Unless otherwise noted, all labs are due at 11:59pm on Friday nights (submitted on Blackboard) the day they are released. Each student will submit their own write-up, with their partner’s name atop. No late work will be accepted. The lowest lab score of the semester will be dropped.
In place of an in-class midterm exam, there will be a programming project. You will have two weeks to do this project, with a randomly assigned partner, and will have to submit a write-up containing both your executable code and its results, and an explanation of how you approached the problem and why you chose that approach. The grading scheme will be similar that of the homework (some weight on completeness and comprehensibility, more weight on correctness).

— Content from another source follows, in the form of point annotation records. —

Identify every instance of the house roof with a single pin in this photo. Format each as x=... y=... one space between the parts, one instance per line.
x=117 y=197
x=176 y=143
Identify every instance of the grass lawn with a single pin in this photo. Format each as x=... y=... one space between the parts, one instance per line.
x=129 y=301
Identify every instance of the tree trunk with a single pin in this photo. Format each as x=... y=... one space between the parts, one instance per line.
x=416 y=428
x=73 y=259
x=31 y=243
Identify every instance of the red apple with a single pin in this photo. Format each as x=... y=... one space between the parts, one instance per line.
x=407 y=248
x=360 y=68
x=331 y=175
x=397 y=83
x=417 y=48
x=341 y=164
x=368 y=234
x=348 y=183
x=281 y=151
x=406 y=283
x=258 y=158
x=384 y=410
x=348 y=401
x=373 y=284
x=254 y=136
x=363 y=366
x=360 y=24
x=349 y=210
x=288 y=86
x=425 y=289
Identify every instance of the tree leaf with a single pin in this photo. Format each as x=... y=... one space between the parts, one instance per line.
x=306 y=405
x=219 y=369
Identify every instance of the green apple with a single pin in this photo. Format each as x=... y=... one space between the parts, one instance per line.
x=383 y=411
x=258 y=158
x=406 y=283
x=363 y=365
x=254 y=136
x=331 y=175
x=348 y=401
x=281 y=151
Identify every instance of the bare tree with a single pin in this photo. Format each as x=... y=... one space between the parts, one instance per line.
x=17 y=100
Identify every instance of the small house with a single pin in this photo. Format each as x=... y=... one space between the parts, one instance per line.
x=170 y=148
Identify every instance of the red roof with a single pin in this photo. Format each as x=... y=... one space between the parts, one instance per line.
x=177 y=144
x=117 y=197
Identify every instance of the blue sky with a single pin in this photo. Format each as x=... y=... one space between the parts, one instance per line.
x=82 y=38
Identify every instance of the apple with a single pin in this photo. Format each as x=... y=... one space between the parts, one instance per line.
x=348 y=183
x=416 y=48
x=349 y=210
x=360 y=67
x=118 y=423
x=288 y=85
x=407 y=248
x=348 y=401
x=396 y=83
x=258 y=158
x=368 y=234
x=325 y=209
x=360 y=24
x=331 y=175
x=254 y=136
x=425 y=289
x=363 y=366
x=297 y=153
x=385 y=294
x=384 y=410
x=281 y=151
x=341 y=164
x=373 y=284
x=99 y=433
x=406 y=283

In place of an in-class final exam, there will again be a programming project, done with a randomly assigned partner. This is basically a longer and more challenging version of the midterm project. A fun competition for bonus points is likely to come out of this as well. More details to come.
You are encouraged to discuss course material, including assignments, with your classmates. All work you turn in, however, must be your own. This includes both written explanations, and code. Copying from other students, books, websites, or solutions from previous versions of the class, (1) does nothing to help you learn how to program, (2) is easy for us to detect, and (3) has serious negative consequences for you, as outlined in the university’s policy on cheating and plagiarism. If, after reading the policy, you are unclear on what is acceptable, please ask the instructor.
(Note: the labs and final project operate a little differently, since they are explicitly done in groups, and each group will submit a single write-up. But for these works, the above still applies to copying material from books, websites, or solutions from previous versions of the class.)